Von Frederic Schneider
Die Politik ist sich fast einig. Die Große Koalition tritt schon länger für ein Verbot ein. CSU-Chef Edmund Stoiber kündigte vergangene Woche gar eine Bundesratsinitiative an. FDP, Linkspartei und Grüne, sowie einige Experten hingegen sind gegen ein Verbot.
Die Opposition trifft damit den Geschmack von Computer- und Videospielern, die eine Quasi-Verschwörung der Medien und Politik sehen wollen. Dazu werden den Spielern auch viele Argumente geliefert. So beklagen sie, „Counter Strike“ sei doch überhaupt kein Gewaltspiel, sondern ein Taktik-Shooter – in dem zwar geschossen, aber auch taktisch vorgegangen wird; wer den Teamkollegen erschießt, wird beim professionellen Computerspielen („eSports“) sogar gerügt.
Auf viel Kritik ist auch die Sendung am Sonntag von „Sabine Christiansen“ in der ARD gestoßen. Frau Christiansen lud zu einer entspannten Runde ein, um über die Frage „Randale, prügeln, 'ballern' - was tun gegen Gewalt?“ zu debattieren. Zu Gast war auch Schauspieler Ralf Möller, der gerade in Amerika die Kinofilm-Umsetzung von „Postal“ dreht – ein PC-Spiel, in dem das Töten aus der Ego-Perspektive der Sinn des ganzen Unternehmens ist. Möller kritisierte Spiele wie „Counter Strike“, ist für ein Verbot von „Killerspielen“ und traf damit den Nerv der Spieler, die ihm das Bauen auf zwei Baustellen vorwerfen.
Außerdem bemängeln viele Gamer, kein Vertreter der Spielebranche sei dabei gewesen. Christian Chmiel, mehrfacher Meister in „Counter Strike“, wurde lediglich in das Studiopublikum gesetzt. Er durfte ein paar Sätze formulieren, er war aufgeregt, versuchte zu retten, was zu retten ist, ein paar Minütchen.
Entsprechend fällt die Kritik im Weblog auf der Webseite der Sendung aus. „Ähnlich wie schon unter der Woche bei 'hart aber fair' (WDR) werden Menschen eingeladen, die 1. solche Spiele selbst nicht kennen oder 2. sowieso dagegen sind ohne 3. die wirklichen Hintergründe zu kennen“, beklagt sich Dennis Grübner.
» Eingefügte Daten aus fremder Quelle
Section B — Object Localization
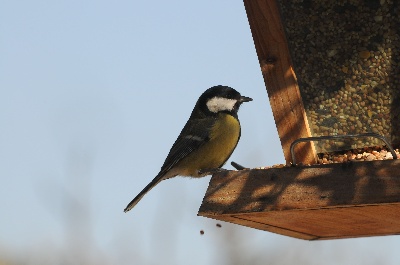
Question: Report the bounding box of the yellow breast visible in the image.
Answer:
[179,113,240,177]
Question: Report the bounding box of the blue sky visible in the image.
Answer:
[0,0,400,264]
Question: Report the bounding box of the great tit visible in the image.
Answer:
[124,86,252,212]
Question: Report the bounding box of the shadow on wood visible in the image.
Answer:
[198,160,400,240]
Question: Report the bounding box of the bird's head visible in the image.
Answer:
[196,86,253,115]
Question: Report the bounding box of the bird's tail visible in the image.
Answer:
[124,172,170,213]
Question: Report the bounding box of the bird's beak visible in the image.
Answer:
[239,96,253,103]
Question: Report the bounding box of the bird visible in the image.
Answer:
[124,85,253,212]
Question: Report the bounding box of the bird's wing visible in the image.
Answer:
[158,118,215,175]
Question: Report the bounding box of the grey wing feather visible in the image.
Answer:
[159,118,215,174]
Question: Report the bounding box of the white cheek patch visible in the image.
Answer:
[207,97,237,113]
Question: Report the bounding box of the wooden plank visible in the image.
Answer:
[199,160,400,240]
[244,0,316,164]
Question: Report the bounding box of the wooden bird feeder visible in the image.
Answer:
[199,0,400,240]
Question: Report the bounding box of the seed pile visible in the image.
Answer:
[278,0,400,153]
[318,146,400,164]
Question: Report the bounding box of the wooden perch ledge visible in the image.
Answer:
[198,160,400,240]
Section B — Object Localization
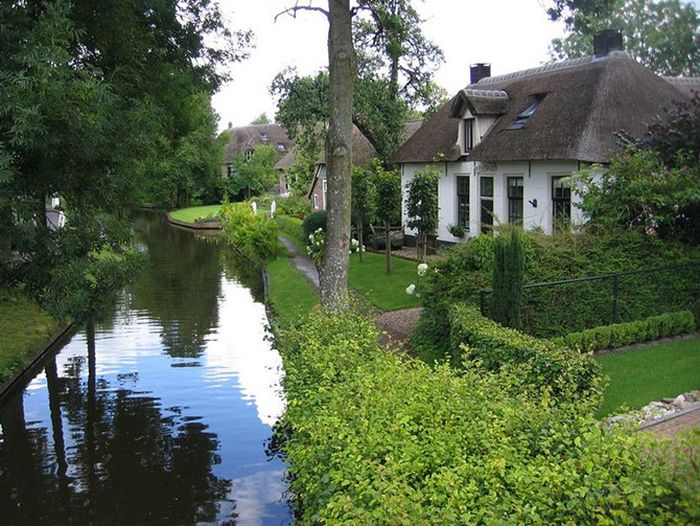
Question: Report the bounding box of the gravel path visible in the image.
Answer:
[279,236,319,287]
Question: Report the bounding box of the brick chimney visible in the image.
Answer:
[469,62,491,84]
[593,29,625,57]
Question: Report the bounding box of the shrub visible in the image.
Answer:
[275,215,305,246]
[220,203,279,262]
[278,314,700,525]
[277,195,311,219]
[449,304,602,402]
[552,311,696,352]
[302,210,328,240]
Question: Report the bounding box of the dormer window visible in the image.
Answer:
[462,119,474,153]
[508,95,544,130]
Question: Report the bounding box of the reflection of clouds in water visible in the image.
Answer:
[204,277,285,427]
[222,471,286,526]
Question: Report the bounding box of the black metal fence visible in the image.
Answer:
[479,261,700,337]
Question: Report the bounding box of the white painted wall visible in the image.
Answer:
[401,161,586,243]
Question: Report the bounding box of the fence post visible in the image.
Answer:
[612,274,620,323]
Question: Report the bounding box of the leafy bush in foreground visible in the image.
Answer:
[279,314,700,525]
[450,304,602,404]
[220,203,279,261]
[552,311,695,352]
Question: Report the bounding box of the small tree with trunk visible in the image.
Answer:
[372,160,401,274]
[406,166,440,261]
[489,229,525,329]
[352,168,375,263]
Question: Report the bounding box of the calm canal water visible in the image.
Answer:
[0,214,290,526]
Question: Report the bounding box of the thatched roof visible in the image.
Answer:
[225,124,294,162]
[395,52,686,163]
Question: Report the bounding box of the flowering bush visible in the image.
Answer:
[306,228,326,265]
[406,263,428,298]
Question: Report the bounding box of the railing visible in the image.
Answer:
[479,260,700,338]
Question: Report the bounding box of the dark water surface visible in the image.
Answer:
[0,214,290,526]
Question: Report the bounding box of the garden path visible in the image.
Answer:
[279,236,319,288]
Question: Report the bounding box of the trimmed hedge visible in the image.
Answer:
[552,311,695,352]
[449,304,603,404]
[220,203,279,262]
[277,314,700,525]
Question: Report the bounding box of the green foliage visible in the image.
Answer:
[580,148,700,245]
[220,203,279,262]
[41,246,145,323]
[302,210,328,240]
[553,311,696,352]
[275,214,305,247]
[278,314,698,525]
[224,144,277,198]
[489,229,525,329]
[0,289,60,384]
[406,166,440,260]
[412,228,700,354]
[449,304,602,407]
[550,0,700,77]
[277,194,311,219]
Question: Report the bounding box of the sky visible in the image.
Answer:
[213,0,563,130]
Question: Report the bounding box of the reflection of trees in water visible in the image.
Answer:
[221,251,264,302]
[130,213,221,357]
[0,328,235,524]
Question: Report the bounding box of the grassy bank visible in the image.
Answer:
[170,205,221,224]
[266,255,318,324]
[596,338,700,417]
[348,252,420,311]
[0,291,61,384]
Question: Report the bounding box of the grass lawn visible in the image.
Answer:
[348,252,420,311]
[266,255,319,325]
[0,290,61,383]
[170,205,221,224]
[596,337,700,417]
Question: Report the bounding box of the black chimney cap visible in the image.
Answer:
[593,29,625,57]
[469,62,491,84]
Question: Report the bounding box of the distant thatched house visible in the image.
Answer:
[223,123,294,183]
[395,31,700,246]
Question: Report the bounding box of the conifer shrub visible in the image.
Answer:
[278,313,700,525]
[220,203,279,262]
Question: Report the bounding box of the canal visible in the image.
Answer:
[0,213,290,526]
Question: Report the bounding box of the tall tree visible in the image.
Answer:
[550,0,700,76]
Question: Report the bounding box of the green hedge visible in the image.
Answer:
[220,203,279,262]
[449,304,603,404]
[277,314,700,525]
[552,311,695,352]
[275,215,305,247]
[412,229,700,355]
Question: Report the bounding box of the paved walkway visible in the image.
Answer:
[279,236,319,288]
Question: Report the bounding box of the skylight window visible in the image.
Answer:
[508,95,544,130]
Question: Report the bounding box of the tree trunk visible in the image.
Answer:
[357,220,365,263]
[384,220,391,274]
[319,0,356,311]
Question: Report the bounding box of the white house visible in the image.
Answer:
[395,31,700,243]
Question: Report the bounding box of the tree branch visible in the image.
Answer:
[275,0,329,22]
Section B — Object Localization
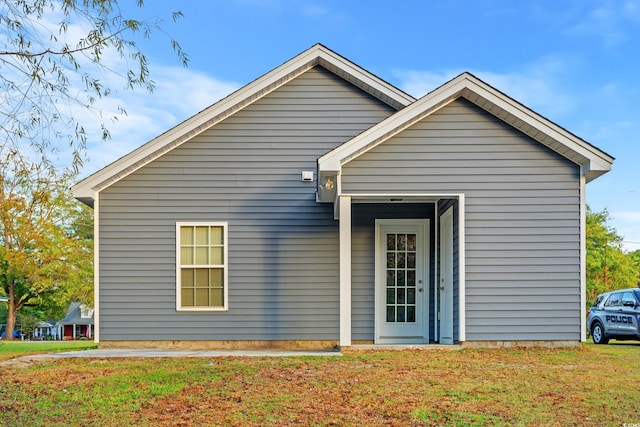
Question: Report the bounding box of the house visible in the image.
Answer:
[72,45,613,348]
[56,302,94,340]
[33,321,58,340]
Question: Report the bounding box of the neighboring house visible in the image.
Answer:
[33,322,58,340]
[57,302,94,340]
[73,45,613,348]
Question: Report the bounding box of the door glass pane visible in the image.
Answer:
[386,233,417,323]
[407,234,416,251]
[387,270,396,286]
[387,234,396,251]
[407,270,416,286]
[398,234,407,251]
[196,247,209,265]
[387,305,396,323]
[387,289,396,304]
[407,306,416,323]
[387,252,396,268]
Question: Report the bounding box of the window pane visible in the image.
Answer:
[181,288,193,307]
[178,225,226,307]
[196,226,209,245]
[180,227,193,245]
[211,289,224,307]
[196,288,209,307]
[210,227,224,245]
[195,268,209,288]
[211,248,224,265]
[209,268,224,288]
[196,247,209,265]
[180,268,193,288]
[180,247,193,265]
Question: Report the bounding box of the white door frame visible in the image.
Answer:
[438,207,454,344]
[374,219,430,344]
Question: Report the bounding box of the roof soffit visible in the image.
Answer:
[72,44,415,204]
[318,73,614,181]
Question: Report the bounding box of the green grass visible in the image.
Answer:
[0,342,640,427]
[0,341,98,360]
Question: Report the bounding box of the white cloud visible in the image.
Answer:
[76,67,239,174]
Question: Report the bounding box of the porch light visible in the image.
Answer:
[316,171,338,202]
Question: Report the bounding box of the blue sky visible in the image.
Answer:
[84,0,640,250]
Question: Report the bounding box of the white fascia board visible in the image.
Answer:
[318,79,465,171]
[464,75,614,177]
[72,44,415,200]
[318,73,614,181]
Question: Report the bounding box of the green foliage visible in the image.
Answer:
[0,0,187,336]
[586,207,640,302]
[0,154,93,342]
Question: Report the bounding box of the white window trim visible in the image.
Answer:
[176,222,229,311]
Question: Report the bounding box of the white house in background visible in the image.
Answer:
[73,45,614,348]
[57,302,94,340]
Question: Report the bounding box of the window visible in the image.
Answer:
[176,223,227,310]
[604,293,621,307]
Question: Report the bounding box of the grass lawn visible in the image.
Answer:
[0,340,98,362]
[0,342,640,426]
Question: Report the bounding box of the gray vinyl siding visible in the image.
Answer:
[438,199,460,342]
[99,67,394,341]
[342,99,580,341]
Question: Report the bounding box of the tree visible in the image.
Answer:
[0,0,187,171]
[0,0,187,338]
[0,153,93,339]
[586,206,640,301]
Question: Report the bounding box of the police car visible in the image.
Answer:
[587,289,640,344]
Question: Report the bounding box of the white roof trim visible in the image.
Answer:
[318,73,614,181]
[71,44,415,202]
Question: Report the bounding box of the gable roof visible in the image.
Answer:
[71,44,415,206]
[318,73,614,182]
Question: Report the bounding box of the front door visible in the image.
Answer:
[376,220,429,344]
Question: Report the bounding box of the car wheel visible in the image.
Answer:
[591,322,609,344]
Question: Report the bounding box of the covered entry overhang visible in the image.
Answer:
[335,193,465,346]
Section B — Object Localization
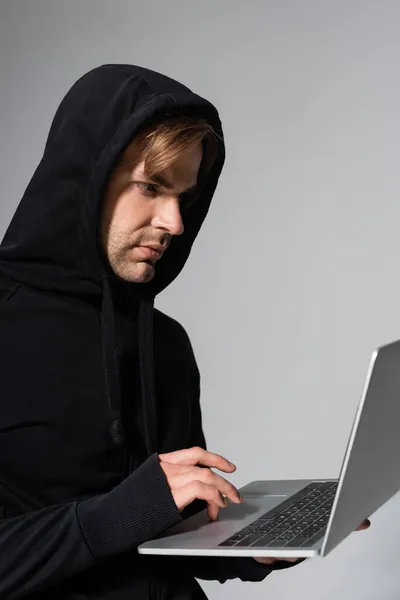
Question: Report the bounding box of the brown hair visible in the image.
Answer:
[118,116,222,192]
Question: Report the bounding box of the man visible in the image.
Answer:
[0,65,368,600]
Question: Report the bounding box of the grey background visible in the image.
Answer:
[0,0,400,600]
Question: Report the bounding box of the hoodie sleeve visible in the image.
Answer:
[0,454,182,600]
[170,328,304,583]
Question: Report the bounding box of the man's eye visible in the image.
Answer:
[136,182,157,196]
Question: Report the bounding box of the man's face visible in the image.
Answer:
[100,142,203,283]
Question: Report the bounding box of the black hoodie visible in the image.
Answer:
[0,65,296,600]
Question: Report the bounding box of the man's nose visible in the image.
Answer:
[153,199,184,235]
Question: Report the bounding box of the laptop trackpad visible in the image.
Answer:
[159,495,287,537]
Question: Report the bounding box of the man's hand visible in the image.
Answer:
[253,519,371,565]
[158,446,242,521]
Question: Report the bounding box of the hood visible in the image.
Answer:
[0,64,225,453]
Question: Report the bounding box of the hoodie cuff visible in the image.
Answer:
[77,453,182,559]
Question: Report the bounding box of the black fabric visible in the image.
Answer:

An die 80 kritische Beiträge bei Christiansen – schon einige vor der Sendung -, und viele User im Internetportal des Fachmagazines „PC Games“ sind auf taube Ohren bei der Redaktion von Christiansen gestoßen.
Spieler wie auch Spielejournalisten kritisieren diesen Zustand, der fast überall in den Medien herrscht. Sie sehen sich als Verlierer, weil sie denken, kein Gehör zu finden, um ihre Sicht in die Welt zu bringen. Ob Sebastian B. das gewollt hatte?